Friday, October 14, 2011

Inspiration Friday: A Poem by One of the Great Masters


When I have seen by Time's fell hand defaced
The rich proud cost of outworn buried age;
When sometime lofty towers I see down-razed
And brass eternal slave to mortal rage;
When I have seen the hungry ocean gain
Advantage on the kingdom of the shore,
And the firm soil win of the watery main,
Increasing store with loss and loss with store;
When I have seen such interchange of state,
Or state itself confounded to decay;
Ruin hath taught me thus to ruminate,
That Time will come and take my love away.
           This thought is as a death, which cannot choose
           But weep to have that which it fears to lose.
-        
                                - Shakespeare, Sonnet 64



And now a bit of a ramble…

Although most people who have taken English classes know (or at least know of) Shakespeare’ssonnet 18 and 116, I firmly believe that most students do not want to study the Bard’s work (or even bother to read it) because they have been told that ‘it is too difficult’ (Not to mention ‘so not cool’ to like it).

I am very thankful for a mother who loved Shakespeare, told my sister and me the stories, and recited parts of the plays and sonnets. We both also received the Wordsworth edition of Shakespeare’s complete works (the grandest books I owned at that time; three hardback volumes in a slipcase). This was also a time when I really started to realise that most of what I was reading was considered ‘too difficult’ for my age (about 13) by some teachers and other adults. Classics like 20,000 Leagues Under the Sea, Dickens, or Roald Dahl’s short stories and even The Neverending Story.

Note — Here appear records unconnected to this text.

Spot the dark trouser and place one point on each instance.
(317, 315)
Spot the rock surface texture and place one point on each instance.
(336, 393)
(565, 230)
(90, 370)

My point is not ‘give children a pile of thick books to read’ – although that is not really a bad thing. My point is children (or even teenagers) should not be told that something is ‘too difficult for them’ without even letting them try. Not to place that mental block there before they’ve had a chance to decide for themselves. Some books are not age appropriate, yes. But to base ‘too difficult for them to read’ simply on a book that looks ‘too thick’ or one containing words you have to look up in a dictionary is completely silly.